Examples of footwear suitable for outdoor use over adverse terrain such as snow, ice, mud, rocks, etc., are well known. Accessory devices for such footwear are also known. Hobnails, screws and studs are examples of such accessory devices. Each of these accessory devices include significant limitations of use. Hobnails have been inserted into the soles of shoes or boots to prevent wear and improve traction. Hobnails are typically short nails which tend to quickly wear on rock surfaces and are often inadvertently removed during use in mud, moss, rocks and ice. Metal screws have also been used to improve traction in footwear. In a typical application, one or more metal screws are secured into a shoe sole. Metal screws typically wear relatively quickly and, once worn, tend to slide on surfaces leading to a decrease in traction across certain flat surfaces such as concrete floors, etc. Other examples of footwear suitable for outdoor use in water and rocks include felt and treaded rubber soles.

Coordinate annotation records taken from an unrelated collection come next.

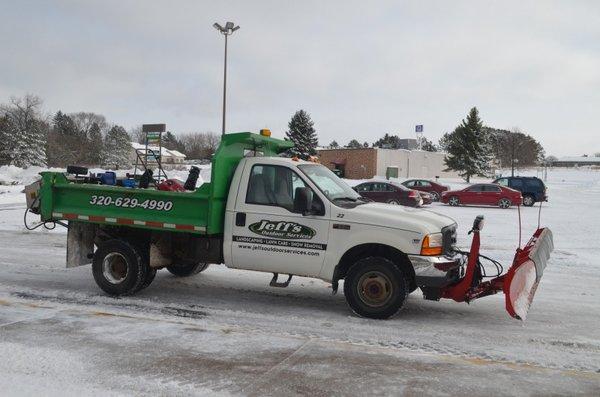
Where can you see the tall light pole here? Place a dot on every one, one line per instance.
(226, 31)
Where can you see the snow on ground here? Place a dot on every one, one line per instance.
(226, 332)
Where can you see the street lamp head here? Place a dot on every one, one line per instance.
(228, 29)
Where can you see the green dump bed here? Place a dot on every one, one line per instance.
(201, 211)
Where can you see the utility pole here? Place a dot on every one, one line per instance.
(229, 28)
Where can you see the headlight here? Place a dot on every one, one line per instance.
(433, 244)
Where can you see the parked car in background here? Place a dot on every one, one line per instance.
(388, 192)
(483, 194)
(433, 188)
(532, 188)
(427, 198)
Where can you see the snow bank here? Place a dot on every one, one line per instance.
(11, 175)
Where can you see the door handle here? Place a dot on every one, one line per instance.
(240, 219)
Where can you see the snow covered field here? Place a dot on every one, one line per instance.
(226, 332)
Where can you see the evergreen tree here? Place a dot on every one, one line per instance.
(23, 132)
(354, 144)
(301, 131)
(117, 148)
(468, 148)
(66, 145)
(514, 148)
(6, 132)
(96, 143)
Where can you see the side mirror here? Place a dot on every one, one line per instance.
(303, 200)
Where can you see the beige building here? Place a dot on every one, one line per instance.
(365, 163)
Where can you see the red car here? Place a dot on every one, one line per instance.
(484, 194)
(386, 192)
(433, 188)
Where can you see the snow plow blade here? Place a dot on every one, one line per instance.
(523, 277)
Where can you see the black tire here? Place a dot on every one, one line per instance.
(118, 268)
(375, 287)
(187, 270)
(528, 200)
(76, 170)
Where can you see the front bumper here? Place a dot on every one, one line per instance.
(436, 271)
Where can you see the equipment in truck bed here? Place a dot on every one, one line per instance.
(200, 212)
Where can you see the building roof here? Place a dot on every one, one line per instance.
(579, 159)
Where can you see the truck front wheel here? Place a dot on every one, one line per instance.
(118, 268)
(187, 270)
(375, 287)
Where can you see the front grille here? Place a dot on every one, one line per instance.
(448, 239)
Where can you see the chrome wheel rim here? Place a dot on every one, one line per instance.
(375, 289)
(114, 268)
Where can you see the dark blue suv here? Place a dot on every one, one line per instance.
(532, 188)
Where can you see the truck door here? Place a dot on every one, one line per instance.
(267, 234)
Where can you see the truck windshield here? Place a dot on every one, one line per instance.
(335, 189)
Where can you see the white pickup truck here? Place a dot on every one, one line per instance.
(283, 216)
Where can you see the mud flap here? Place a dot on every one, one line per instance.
(523, 278)
(80, 243)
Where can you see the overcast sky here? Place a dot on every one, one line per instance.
(361, 69)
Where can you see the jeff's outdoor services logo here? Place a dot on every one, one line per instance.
(288, 230)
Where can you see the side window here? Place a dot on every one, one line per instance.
(533, 184)
(491, 188)
(516, 184)
(273, 185)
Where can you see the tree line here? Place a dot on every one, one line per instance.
(473, 149)
(30, 137)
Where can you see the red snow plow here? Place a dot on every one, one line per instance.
(519, 283)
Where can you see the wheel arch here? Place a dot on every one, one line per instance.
(361, 251)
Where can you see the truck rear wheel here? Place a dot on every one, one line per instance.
(375, 287)
(187, 270)
(118, 268)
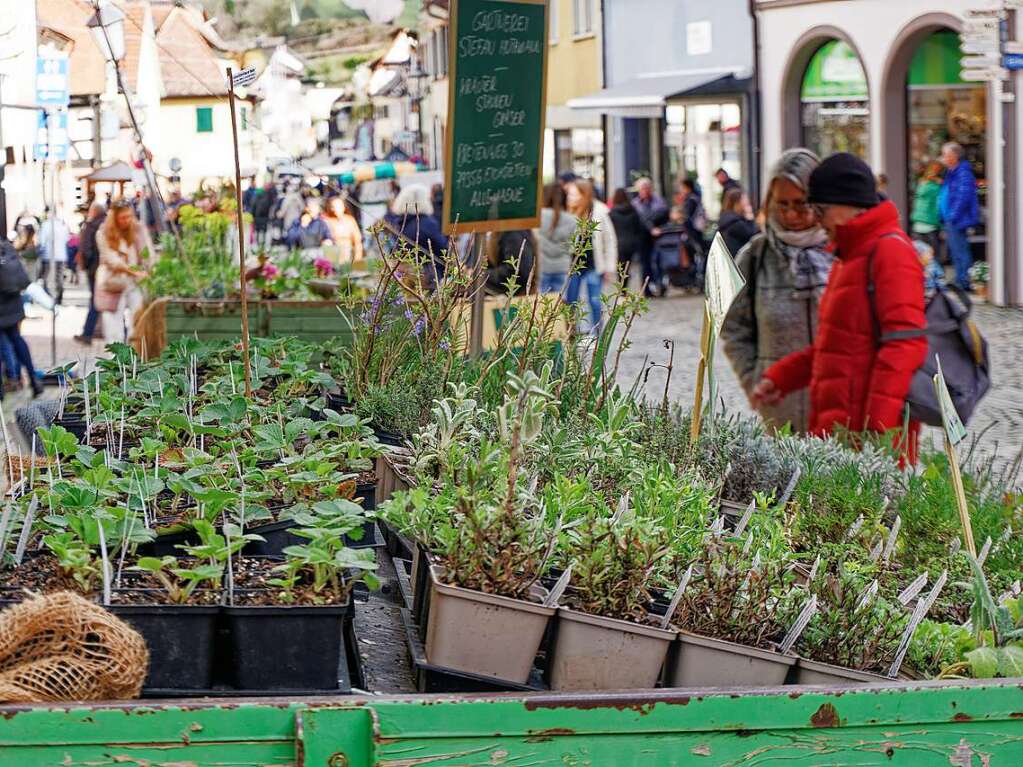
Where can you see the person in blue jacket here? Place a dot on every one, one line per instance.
(960, 210)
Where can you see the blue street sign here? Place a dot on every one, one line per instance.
(51, 136)
(1013, 61)
(52, 81)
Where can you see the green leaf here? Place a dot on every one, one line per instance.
(983, 663)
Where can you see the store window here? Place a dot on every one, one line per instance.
(582, 17)
(943, 107)
(204, 120)
(835, 102)
(698, 140)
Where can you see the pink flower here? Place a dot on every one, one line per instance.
(323, 267)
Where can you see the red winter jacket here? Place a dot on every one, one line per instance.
(854, 382)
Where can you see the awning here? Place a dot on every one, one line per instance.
(647, 95)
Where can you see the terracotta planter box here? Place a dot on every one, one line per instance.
(702, 662)
(811, 672)
(483, 634)
(591, 652)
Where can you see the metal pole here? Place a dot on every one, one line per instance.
(241, 238)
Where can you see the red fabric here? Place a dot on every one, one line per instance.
(853, 382)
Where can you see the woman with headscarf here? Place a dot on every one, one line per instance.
(786, 270)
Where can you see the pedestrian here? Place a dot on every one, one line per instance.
(510, 260)
(786, 270)
(310, 230)
(262, 210)
(654, 213)
(727, 182)
(960, 210)
(89, 261)
(926, 215)
(595, 251)
(632, 235)
(120, 241)
(736, 224)
(345, 232)
(14, 279)
(869, 345)
(553, 238)
(53, 238)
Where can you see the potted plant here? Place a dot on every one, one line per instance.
(732, 619)
(287, 621)
(606, 637)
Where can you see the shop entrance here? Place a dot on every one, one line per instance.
(835, 111)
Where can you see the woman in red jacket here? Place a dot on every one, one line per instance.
(861, 363)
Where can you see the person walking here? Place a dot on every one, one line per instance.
(553, 238)
(13, 279)
(88, 256)
(786, 270)
(960, 210)
(736, 224)
(120, 241)
(596, 254)
(926, 214)
(654, 212)
(633, 237)
(872, 328)
(345, 232)
(53, 236)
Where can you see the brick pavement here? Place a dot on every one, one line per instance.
(679, 319)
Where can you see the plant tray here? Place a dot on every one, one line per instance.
(434, 679)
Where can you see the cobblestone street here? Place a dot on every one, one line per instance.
(678, 319)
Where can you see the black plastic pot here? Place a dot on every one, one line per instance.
(287, 648)
(180, 638)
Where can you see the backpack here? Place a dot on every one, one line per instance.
(953, 337)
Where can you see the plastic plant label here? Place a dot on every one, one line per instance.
(722, 283)
(800, 625)
(909, 592)
(954, 430)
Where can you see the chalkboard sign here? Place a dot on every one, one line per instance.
(496, 101)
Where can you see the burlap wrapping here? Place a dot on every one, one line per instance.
(63, 647)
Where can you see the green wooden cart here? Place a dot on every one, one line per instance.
(934, 723)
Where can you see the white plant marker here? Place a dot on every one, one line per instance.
(923, 606)
(892, 538)
(745, 519)
(559, 588)
(104, 562)
(909, 592)
(984, 550)
(805, 616)
(677, 598)
(23, 541)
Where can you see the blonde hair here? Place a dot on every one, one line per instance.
(411, 200)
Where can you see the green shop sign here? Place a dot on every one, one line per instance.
(496, 102)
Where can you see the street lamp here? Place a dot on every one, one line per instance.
(107, 28)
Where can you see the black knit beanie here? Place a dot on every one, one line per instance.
(843, 179)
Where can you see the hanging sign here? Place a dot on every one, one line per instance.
(496, 102)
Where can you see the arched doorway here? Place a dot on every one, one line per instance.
(827, 95)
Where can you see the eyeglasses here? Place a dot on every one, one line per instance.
(799, 208)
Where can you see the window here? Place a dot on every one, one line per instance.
(204, 120)
(582, 17)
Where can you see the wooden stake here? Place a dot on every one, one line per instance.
(701, 374)
(241, 239)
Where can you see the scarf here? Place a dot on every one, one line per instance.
(806, 254)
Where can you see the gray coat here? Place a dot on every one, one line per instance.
(766, 322)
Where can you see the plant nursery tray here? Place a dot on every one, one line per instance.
(430, 678)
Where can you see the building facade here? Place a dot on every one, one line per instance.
(678, 93)
(883, 80)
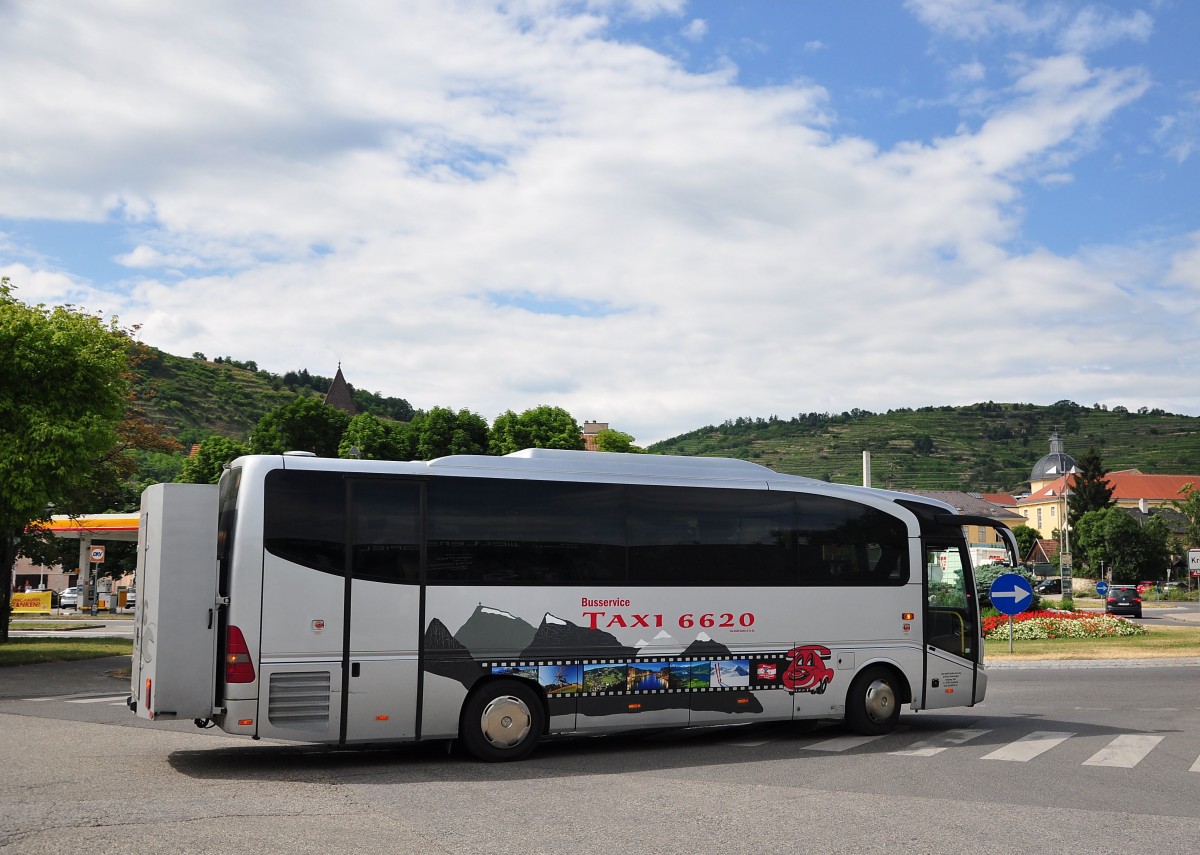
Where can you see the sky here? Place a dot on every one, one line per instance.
(658, 214)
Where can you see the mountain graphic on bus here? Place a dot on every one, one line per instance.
(559, 638)
(493, 633)
(447, 657)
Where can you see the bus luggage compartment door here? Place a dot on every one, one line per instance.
(173, 671)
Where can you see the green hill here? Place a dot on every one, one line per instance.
(979, 448)
(195, 398)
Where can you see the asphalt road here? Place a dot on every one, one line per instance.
(1103, 758)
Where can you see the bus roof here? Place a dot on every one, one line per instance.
(615, 467)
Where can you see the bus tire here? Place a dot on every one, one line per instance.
(873, 704)
(502, 721)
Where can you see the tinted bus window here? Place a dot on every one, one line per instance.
(304, 519)
(845, 543)
(387, 530)
(696, 536)
(495, 532)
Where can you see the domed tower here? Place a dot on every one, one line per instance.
(1053, 466)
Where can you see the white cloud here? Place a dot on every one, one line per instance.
(1095, 28)
(412, 193)
(695, 30)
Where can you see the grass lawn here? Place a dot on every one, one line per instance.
(22, 651)
(1159, 643)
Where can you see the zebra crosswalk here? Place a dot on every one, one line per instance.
(1122, 751)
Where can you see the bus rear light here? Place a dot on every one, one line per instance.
(239, 669)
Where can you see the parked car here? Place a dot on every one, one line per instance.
(1123, 599)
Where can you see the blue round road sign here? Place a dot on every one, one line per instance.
(1011, 593)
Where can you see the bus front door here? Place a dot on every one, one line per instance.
(379, 664)
(951, 647)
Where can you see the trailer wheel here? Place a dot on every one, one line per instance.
(502, 721)
(873, 704)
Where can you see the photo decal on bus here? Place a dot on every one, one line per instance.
(549, 655)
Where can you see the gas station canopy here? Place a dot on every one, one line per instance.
(95, 526)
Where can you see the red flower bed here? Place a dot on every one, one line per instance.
(990, 623)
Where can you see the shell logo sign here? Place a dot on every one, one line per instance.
(35, 602)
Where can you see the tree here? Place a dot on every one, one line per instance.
(372, 438)
(210, 458)
(1090, 490)
(1025, 539)
(543, 426)
(304, 425)
(443, 431)
(617, 441)
(64, 386)
(1115, 542)
(1189, 507)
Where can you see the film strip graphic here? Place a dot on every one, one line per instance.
(598, 677)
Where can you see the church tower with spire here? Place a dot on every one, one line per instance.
(339, 395)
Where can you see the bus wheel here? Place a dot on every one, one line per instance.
(871, 704)
(503, 721)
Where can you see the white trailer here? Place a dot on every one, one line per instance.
(175, 623)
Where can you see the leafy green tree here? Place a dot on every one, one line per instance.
(64, 386)
(543, 426)
(1189, 507)
(1114, 540)
(372, 438)
(210, 458)
(1025, 539)
(442, 431)
(617, 441)
(304, 425)
(1090, 490)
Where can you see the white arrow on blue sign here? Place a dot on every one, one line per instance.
(1011, 593)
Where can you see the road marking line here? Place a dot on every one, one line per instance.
(66, 698)
(936, 746)
(1029, 747)
(843, 742)
(1123, 752)
(97, 700)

Tire studs, which may include carbide or porcelain studs, have been used to improve the traction of vehicles. In a typical application, a single generally cylindrical carbide element is secured within an aluminum housing. Porcelain studs are relatively brittle and may be damaged by ground impact. One limitation of tires studs is the propensity of the carbide or porcelain stud element to round over. In certain applications, the rounded-over element may lead to a decrease in traction, such as on concrete floors or other flat surfaces.
U.S. Pat. No. 5,897,177 to Bergstrom discloses a stud having a multifaceted surface for use on a tread element. The stud includes a body portion including a head and an elongated shank portion extending from the head. A mound of shard-like particles of a hard and durable material is bound together on and to the head of the stud such that the mound of particles has a multifaceted surface including multiple points which can engage the terrain. One limitation of the studs according to Bergstrom is the tendency of the particles to fracture during use due to the relatively few contact points defined by the sharp edges of the particles. The carbide fractures are typically uncontrolled and relatively large portions of the particles may be shed during a fracture. Because of the tendency of shedding relatively large particle portions, Bergstrom's device is believed to wear relatively quickly leading to poor economy of use. Additionally, the sharp edges of these studs may have a tendency to catch or snag on certain surfaces, such as carpet, which may lead to a tripping hazard. Furthermore, the relatively few contact points result in high contact forces which may be damaging to certain floors, such as wood and tile floors.
Accordingly, despite the attempts to develop improved devices for improving traction on adverse surfaces, there remains a need for an improved stud-style carbide traction device.